Recently the Federal Reserve slashed the Fed Funds Rate to 0.00-0.25%, ultimately pushing savings rates for bank users even lower. Most banks are now paying 1% or less for savings accounts, which is less than the 2-3% annual inflation rate. However, simultaneously crypto savings rates have surged. This article explains why the crypto lending and bank savings markets are moving in opposite directions and how it is proof that Central Banks have ruined the savings paradigm.

First off, one example of how crypto interest rates are rising is BlockFi. Bitcoin (BTC) lenders there have seen the annual interest they are paid increase from 3.6% to 6%. Simultaneously, Ethereum (ETH) interest rates have risen from 2-3.6% to 4.5%, while stablecoin interest rates remain at a high 8.6%.

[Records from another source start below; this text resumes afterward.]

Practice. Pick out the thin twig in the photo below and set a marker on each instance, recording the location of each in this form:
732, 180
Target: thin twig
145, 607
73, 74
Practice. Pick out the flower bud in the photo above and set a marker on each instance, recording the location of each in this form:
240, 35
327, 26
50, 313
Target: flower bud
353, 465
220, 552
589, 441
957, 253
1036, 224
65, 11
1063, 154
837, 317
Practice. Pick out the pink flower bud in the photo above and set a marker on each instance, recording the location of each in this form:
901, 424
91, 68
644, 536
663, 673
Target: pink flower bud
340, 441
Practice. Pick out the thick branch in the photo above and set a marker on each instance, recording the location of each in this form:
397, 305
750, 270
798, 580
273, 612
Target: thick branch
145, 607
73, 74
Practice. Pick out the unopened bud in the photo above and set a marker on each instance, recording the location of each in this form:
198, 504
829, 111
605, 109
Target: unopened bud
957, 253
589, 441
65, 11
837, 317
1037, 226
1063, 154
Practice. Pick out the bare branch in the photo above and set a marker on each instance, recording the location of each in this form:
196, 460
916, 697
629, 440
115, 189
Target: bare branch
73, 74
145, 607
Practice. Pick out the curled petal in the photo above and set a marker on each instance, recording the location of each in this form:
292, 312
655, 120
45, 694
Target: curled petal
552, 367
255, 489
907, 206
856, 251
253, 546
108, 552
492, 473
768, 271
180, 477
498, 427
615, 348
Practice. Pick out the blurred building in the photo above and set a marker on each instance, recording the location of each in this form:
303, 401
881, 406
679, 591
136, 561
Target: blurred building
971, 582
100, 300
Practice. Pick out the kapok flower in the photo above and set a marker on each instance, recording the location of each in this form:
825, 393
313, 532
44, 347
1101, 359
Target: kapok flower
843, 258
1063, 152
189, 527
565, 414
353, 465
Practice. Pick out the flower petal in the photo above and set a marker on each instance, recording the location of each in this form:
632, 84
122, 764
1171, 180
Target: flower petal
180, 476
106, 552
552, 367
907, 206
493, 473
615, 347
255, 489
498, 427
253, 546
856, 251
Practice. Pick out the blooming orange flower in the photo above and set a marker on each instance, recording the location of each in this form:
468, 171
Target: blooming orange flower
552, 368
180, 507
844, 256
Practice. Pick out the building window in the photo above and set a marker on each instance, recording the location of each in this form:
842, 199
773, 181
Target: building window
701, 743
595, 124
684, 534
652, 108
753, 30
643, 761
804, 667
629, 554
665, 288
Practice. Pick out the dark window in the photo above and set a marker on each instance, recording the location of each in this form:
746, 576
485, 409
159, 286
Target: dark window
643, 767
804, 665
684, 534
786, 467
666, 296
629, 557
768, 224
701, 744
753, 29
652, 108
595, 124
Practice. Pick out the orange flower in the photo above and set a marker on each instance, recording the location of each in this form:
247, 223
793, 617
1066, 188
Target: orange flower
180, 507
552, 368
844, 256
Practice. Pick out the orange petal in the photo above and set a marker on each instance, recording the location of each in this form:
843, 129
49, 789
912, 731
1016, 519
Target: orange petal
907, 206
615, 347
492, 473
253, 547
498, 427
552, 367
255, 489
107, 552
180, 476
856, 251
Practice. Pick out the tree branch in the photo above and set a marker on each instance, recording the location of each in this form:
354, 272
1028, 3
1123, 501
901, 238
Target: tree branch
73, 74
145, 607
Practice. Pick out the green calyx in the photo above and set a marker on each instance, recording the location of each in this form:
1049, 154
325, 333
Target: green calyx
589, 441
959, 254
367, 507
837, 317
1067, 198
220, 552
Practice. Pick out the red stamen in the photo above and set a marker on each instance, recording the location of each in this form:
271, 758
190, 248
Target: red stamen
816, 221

Zac Prince, the CEO of BlockFi, explains why they are able to raise crypto interest rates at a time when traditional interest rates are approaching zero. He saysSupply constraint as other market participants have pulled back on their lending activities, and ample opportunities for market-making and arbitrage coming out of the extreme volatility that we experienced last week.”

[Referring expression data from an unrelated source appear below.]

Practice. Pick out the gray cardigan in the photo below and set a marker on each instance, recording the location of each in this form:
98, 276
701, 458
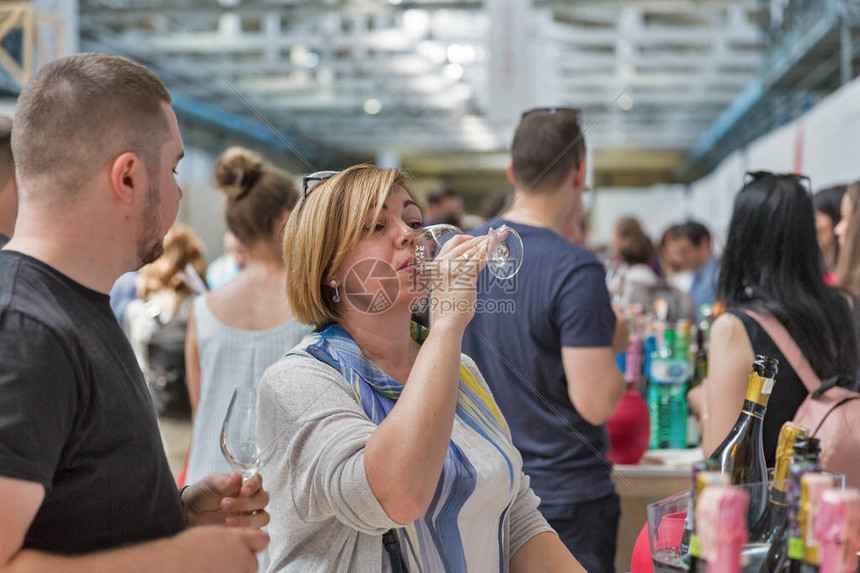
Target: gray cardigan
324, 514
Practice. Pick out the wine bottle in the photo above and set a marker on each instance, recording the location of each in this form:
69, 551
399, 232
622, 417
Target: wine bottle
699, 372
806, 450
703, 478
837, 529
771, 528
812, 486
721, 521
741, 454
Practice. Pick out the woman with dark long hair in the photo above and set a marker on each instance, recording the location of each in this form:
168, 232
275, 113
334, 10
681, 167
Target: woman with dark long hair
772, 265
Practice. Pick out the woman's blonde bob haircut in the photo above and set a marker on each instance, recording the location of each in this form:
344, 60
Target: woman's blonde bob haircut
324, 228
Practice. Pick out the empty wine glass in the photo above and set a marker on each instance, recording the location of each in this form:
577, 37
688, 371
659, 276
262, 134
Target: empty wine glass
239, 434
504, 255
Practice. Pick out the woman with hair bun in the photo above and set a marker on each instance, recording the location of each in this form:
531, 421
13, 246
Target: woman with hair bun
241, 328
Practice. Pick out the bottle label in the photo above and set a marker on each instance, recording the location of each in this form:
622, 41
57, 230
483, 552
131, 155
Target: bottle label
669, 371
694, 545
795, 548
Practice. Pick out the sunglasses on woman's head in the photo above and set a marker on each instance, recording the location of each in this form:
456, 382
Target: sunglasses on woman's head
575, 112
803, 180
312, 181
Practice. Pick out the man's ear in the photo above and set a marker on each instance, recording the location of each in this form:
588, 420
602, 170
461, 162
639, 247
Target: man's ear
127, 174
579, 177
510, 172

In other words, liquidity has declined in the crypto space. Now crypto borrowers are willing to pay more interest to crypto lenders in order to obtain liquidity.

Other evidence for rising interest rates in the crypto space comes from the website DeFi Prime which shows that crypto interest rates have been steadily rising during 2020 as liquidity continues to decrease.

Now compare this to traditional bank savings rates, which are generally below 1%. Even certificates of deposit (CDs), which are supposed to pay the highest interest rates, are only paying out rates of 1-1.5% which is less than the inflation rate of 2-3%. Essentially, even with interest, people saving with banks are losing purchasing power year over year due to the inflation rate exceeding the interest rate.

The crypto lending market is behaving as it should in a free market. As liquidity declines, interest rates go up since borrowers are willing to pay more money to get the liquidity they need.

However, in the bank lending market interest rates are going down since the Federal Reserve is printing money out of thin air to provide liquidity. Basically, instead of financial institutions paying savers, in order to incentivize people to save more money with banks in order to increase liquidity, the Federal Reserve is pumping in artificial liquidity in order to keep interest rates near zero.

Ultimately, Central Banks pumping in artificial liquidity has ruined the savings paradigm. At times like this when liquidity is drying up, people saving money with banks should be getting much higher interest rates, but instead are getting basically no interest.

This not only ruins the opportunity for people to make a significant amount of money by saving money with banks, but also removes the incentive to save with banks, decreasing liquidity further, and forcing Central Banks to pump in even more artificial liquidity.

The only saving grace and silver lining is that the crypto lending markets are still working as a free market should, since there is no Central Bank intervention, and therefore crypto savings accounts are an excellent venue for people to earn significant amounts of money via saving.